Model selection algorithms in predictive analytics

By Fernando Gómez, Artelnics.

Many common applications in predictive modelling, from customer segmentation to medical diagnosis, arise from complex interactions between all types of variables. A software tool which untangles these factors efficiently would be a great novelty likely to disrupt the existing predictive analytics market.

But analysing multiple internal and external variables is very complicated. Data scientists might have enormous data sets, and they need innovative methods that can select those variables which are relevant. But model selection algorithms are very expensive in computational terms, so a big drawback here is the performance.

Model selection picture

The predictive analytics tool Neural Designer provides innovative algorithms to automate the model selection process. In this post, we will explain some basic ideas about the model selection and the algorithms implemented in this software.

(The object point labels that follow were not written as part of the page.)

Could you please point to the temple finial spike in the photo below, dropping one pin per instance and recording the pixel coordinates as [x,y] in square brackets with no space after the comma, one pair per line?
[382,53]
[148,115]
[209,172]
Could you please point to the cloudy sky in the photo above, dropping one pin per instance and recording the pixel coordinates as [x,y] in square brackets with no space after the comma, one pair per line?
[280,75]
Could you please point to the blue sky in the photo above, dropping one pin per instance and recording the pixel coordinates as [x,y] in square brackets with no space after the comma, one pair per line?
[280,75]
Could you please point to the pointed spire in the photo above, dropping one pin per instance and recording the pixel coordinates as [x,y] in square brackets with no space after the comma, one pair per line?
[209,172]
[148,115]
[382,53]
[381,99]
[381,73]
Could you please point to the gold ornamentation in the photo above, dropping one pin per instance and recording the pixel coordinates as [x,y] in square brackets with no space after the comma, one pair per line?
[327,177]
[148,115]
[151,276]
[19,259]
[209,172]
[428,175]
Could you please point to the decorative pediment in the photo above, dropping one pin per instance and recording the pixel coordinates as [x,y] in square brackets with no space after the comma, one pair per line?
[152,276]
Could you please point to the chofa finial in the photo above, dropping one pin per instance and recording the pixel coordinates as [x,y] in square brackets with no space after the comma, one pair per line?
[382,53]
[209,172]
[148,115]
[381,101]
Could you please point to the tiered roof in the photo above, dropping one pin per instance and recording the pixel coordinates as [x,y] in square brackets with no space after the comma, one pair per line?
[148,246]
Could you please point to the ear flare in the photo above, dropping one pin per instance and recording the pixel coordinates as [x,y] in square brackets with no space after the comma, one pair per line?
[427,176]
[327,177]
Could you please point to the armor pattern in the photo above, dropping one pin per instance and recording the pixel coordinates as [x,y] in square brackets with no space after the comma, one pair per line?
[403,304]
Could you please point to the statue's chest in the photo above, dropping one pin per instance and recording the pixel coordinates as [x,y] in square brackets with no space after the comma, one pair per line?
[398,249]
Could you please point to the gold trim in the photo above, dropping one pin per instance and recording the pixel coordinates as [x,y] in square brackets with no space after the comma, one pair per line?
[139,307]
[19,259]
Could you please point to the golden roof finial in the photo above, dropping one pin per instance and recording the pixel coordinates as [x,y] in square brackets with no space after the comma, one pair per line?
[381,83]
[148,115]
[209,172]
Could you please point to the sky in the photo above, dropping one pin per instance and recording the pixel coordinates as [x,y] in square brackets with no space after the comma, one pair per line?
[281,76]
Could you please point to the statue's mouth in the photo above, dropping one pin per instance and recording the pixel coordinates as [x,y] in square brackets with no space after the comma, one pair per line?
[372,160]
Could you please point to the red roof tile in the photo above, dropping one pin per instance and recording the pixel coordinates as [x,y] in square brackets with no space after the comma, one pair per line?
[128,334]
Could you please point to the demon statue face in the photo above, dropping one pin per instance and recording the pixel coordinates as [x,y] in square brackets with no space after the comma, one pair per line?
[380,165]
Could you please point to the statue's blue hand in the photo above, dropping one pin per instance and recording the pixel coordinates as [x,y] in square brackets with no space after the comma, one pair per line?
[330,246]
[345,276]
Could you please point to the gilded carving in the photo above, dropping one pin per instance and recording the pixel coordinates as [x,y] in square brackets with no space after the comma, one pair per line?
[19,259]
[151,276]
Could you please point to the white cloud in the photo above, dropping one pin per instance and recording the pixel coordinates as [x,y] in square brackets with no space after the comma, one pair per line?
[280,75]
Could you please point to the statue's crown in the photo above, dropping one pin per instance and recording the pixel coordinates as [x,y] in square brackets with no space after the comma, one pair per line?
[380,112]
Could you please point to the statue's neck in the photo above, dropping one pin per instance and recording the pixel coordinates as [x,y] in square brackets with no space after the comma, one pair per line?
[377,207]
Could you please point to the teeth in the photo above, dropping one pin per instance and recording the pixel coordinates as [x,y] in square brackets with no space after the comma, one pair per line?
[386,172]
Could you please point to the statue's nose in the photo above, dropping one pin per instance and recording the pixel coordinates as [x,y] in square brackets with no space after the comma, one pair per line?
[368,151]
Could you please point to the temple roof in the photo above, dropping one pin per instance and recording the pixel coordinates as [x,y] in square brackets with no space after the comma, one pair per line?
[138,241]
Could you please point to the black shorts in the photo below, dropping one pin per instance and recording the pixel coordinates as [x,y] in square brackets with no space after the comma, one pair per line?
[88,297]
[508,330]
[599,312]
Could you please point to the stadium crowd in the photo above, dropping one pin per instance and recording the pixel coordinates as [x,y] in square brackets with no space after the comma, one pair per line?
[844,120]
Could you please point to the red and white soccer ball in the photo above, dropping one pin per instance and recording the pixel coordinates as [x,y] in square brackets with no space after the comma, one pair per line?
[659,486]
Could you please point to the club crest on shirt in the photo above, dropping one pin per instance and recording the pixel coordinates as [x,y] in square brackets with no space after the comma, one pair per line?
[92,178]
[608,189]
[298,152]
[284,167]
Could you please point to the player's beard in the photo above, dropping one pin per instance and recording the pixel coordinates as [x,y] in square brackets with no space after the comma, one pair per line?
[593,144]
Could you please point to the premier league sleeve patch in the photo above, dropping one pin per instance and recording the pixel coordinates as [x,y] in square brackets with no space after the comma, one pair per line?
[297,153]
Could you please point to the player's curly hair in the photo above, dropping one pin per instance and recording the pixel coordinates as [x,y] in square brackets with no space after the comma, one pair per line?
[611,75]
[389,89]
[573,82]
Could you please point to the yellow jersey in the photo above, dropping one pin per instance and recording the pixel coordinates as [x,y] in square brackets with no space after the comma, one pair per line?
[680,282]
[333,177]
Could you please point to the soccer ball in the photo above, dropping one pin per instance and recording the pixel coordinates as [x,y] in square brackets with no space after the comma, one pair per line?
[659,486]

In this way, model selection is applied to find the topology of a neural network that minimizes the error on new data. There are two ways to obtain an optimal topology, order selection and inputs selection. Order selection algorithms are used to get the optimal number of neurons in the neural network. Inputs selection algorithms are responsible for finding the optimal subset of inputs.

Order selection

We define the selection error as the error of a neural network for new data. It measures the ability of the model for predicting the result in a new case.

Two frequent problems in the design of a neural network are called underfitting and overfitting. The best generalization is achieved by using a model whose complexity is the most appropriate to produce an adequate fit of the data. In this way underfitting is defined as the effect of a selection error increasing due to a too simple model, whereas overfitting is defined as the effect of a selection error increasing due to a too complex model.

The next figure illustrates the training and selection errors as a function of the order of a neural network.

Errors plot

Neural Designer finds automatically the optimal order of a predictive model. It implements two different algorithms to perform this task: incremental order and simulated annealing.

Incremental order is the simplest order selection algorithm. This method starts with a minimum order and increases the size of the last hidden layer of neurons until the optimal order is reached. Finally, the algorithm returns the neural network with the optimal order obtained.

The simulated annealing is a metaheuristic method of optimization. It is based on the annealing process in the metallurgical industry. This algorithm starts with a random order, and it changes that value in a probabilistic fashion in each iteration, until a stopping criterion is reached.

Inputs selection

Inputs selection is a method to improve the quality of the predictions. It basically consists in extracting the subset of inputs that have more influence on a particular physical, biological, social, etc. process.

Neural Designer implements various algorithms that allow data scientists to find that optimal variables. These are growing inputs, pruning inputs and the genetic algorithm.

Growing and pruning methods calculate the correlation of every input with every output in the neural network. The growing inputs method starts with the most correlated input and keeps adding well correlated variables until the selection error starts increasing. On the other hand, the pruning inputs algorithm starts with all the variables of the data set and then removes the inputs with little correlation with the outputs.

A different class of inputs selection method is the genetic algorithm. This is a stochastic method based on the mechanics of natural genetics and biological evolution. The genetic algorithm implemented includes several methods to perform fitness assignment, selection, crossover and mutation operators.

The genetic algorithm start with a population of different subsets of variables. In every generation, the fitness of every individual in the population is computed, as the selection error for that subset of inputs. Then, the method evolves the population by selecting some individuals to generate the new population, performing a crossover with the selected population and mutating the offsprings generated in the crossover. The next figure shows a simplified flow diagram of the genetic algorithm.

Genetic algorithm

In summary, Neural Designer includes an advanced model selection framework capable of representing very complex data sets. This system procures high added value to data scientists, providing them with results in a way previously unachievable.